Astoria bars punished for customers’ chaos 1

Videos from the weekend of July 17 captured large droves of partiers failing to social distance. The failure of two restaurants to enforce safety and health guidelines of the rambunctious crowds, who drank and played music into the early morning, resulted in getting their liquor licenses revoked.

A wild weekend of large crowds and minimal masks culminated in a crackdown on Steinway Street, with one bar removed from the Open Restaurants program for a week and its liquor license suspended.

“We saw some real troubling overcrowding in Astoria this weekend, we will not tolerate it. Let’s really be clear,” Mayor de Blasio said at his July 20 press briefing. “There’s one restaurant in Astoria that was a focal point for this overcrowding. They’ve been shut down. And no one wants to shut down bars or restaurants. But if they do not cooperate in our efforts to contain the coronavirus, they will be shut down.”

De Blasio pointed to Brik Astoria, located at 32-16 Steinway St., which had its liquor license suspended by the State Liquor Authority the following day, along with M.I.A., another bar about a mile away. The bars were accused of failure to maintain social distancing guidelines for their customers after videos circulated showing hundreds of partiers flooding the neighborhood without masks.

“We don’t want to shut down bars, but if we have to shut down a few of those, it is a hell of a lot better than seeing the coronavirus start to surge again in this city,” the mayor said.

But City Councilmember Costa Constantinides (D-Astoria) said the “carnival” weekend was the result of weeks of growing block parties, which the city, tasked with enforcing social distancing, failed to nip in the bud.

“Enough is enough,” he said in a statement. “Our streets have descended into pure mayhem, the threat of COVID-19 spreading is dangerously high, and Astoria residents are rightfully furious at the relentless noise that goes into the early hours of the morning.

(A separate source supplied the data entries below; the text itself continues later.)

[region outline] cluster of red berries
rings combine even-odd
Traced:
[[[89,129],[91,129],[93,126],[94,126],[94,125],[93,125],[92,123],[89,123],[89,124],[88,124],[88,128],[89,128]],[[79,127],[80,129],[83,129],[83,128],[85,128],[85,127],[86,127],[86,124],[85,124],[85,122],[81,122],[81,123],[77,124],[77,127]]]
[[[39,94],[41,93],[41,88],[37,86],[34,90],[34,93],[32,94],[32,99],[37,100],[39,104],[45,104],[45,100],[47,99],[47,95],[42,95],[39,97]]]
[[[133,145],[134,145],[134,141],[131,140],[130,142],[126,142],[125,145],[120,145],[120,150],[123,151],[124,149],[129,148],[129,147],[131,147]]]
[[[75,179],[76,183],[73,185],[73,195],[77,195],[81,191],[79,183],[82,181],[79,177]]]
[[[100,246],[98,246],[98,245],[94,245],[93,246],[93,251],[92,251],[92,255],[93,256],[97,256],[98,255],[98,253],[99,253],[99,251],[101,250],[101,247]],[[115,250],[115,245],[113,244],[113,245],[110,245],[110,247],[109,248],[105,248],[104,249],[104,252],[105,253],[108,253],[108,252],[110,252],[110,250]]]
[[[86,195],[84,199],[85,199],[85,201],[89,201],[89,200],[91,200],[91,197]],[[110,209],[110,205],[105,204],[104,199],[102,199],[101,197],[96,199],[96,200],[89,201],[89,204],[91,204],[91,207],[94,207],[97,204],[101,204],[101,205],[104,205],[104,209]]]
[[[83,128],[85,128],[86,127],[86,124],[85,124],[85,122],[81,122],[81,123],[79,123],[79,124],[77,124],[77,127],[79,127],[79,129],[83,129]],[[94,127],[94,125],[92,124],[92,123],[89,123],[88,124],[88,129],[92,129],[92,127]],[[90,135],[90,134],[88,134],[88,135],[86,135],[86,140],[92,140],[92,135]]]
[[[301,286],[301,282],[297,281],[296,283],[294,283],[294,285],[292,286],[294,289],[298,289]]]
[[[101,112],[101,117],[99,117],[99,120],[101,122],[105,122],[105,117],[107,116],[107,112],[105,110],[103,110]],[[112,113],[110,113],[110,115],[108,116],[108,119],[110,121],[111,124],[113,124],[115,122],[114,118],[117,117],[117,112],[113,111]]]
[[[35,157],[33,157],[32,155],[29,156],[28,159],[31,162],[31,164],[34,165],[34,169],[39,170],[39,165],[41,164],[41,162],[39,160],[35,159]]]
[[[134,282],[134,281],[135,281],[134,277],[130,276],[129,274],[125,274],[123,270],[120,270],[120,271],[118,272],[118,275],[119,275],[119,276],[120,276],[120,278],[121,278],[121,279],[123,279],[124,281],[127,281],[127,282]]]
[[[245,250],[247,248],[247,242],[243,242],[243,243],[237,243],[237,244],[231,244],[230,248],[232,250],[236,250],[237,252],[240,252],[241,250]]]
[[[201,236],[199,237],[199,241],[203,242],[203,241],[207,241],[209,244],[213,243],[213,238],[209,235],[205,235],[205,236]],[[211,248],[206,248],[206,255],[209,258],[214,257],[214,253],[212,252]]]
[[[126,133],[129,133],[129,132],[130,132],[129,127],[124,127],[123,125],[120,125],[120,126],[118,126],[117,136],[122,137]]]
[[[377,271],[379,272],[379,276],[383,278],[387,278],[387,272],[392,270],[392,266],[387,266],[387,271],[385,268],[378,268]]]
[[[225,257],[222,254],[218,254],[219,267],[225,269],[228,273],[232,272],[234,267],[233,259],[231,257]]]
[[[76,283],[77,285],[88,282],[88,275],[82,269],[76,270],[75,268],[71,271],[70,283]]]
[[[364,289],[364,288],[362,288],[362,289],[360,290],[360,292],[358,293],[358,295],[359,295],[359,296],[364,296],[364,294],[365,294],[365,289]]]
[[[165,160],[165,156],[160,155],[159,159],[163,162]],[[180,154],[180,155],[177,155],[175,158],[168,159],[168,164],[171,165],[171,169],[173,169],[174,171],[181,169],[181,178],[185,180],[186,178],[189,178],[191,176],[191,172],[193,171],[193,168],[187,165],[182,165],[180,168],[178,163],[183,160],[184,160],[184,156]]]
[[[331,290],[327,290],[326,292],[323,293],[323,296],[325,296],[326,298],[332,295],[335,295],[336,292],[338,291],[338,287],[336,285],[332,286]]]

We are in complete chaos and one drunken fight away from a powder keg exploding.”

Constantinides noted that the businesses’ attempts to make up for lost revenue resulting from the pandemic is no excuse for the neighborhood’s transformation into a “giant resort bar,” and threatened to shut down bars and restaurants that continue to disregard social distancing and health directives.

“Every business that flouts the rules has to be shut down — period,” said the councilmember. “To those out there partying until sunrise, stop. COVID-19 is still a serious threat, and just because you’re young doesn’t mean you’re invincible. Your arrogance can and will kill anyone you come into contact with.”

Ramon Bauillo, the manager of restaurant and bar El Basurero, which lies directly across the street from Brik Astoria, said that the chaos should not be blamed on the businesses because the partiers came to Steinway Street equipped with their own booze.

“We tried to handle and take care of our customers, but we can’t do nothing to the people on the street,” said Bauillo. “We’re not the police. We are just the workers doing something for the community ... We tried to keep things nice and clean but [the partiers] do whatever they want ... We could control the customers. We could not control the people in the street.”

Bauillo said that he and his neighboring restaurants were ordered to shut operations down at 10:30 p.m. after the weekend parties lasted until 3 in the morning.

On Sunday morning, Steinway Street was left covered with trash, and the businesses pitched in to clean up the space that now doubles as their outdoor seating areas. Bauillo agreed with Constantinides that the music was too loud and the partiers too rambunctious, but that businesses could only do so much.

“They buy the alcohol in the supermarket and come here and what can we do about that? Nothing. Only the police can,” he said. “The government makes the businesses pay for the problem and it’s not fair.”

De Blasio did mention that enforcement efforts by the Sheriff’s Office and, when needed, the NYPD in Astoria and other areas displaying similar disregard for social distancing will be ramped up, an initiative Bauillo and other Steinway Street businesses willingly accepted.

“We want all our restaurants to succeed and we want everyone to be safe. Regulations need to the followed in order to achieve both those ends,” said Marie Torniali, executive director of the Steinway Astoria Partnership. “The majority of our establishments have complied and are providing a safe and enjoyable dining experience for their customers.”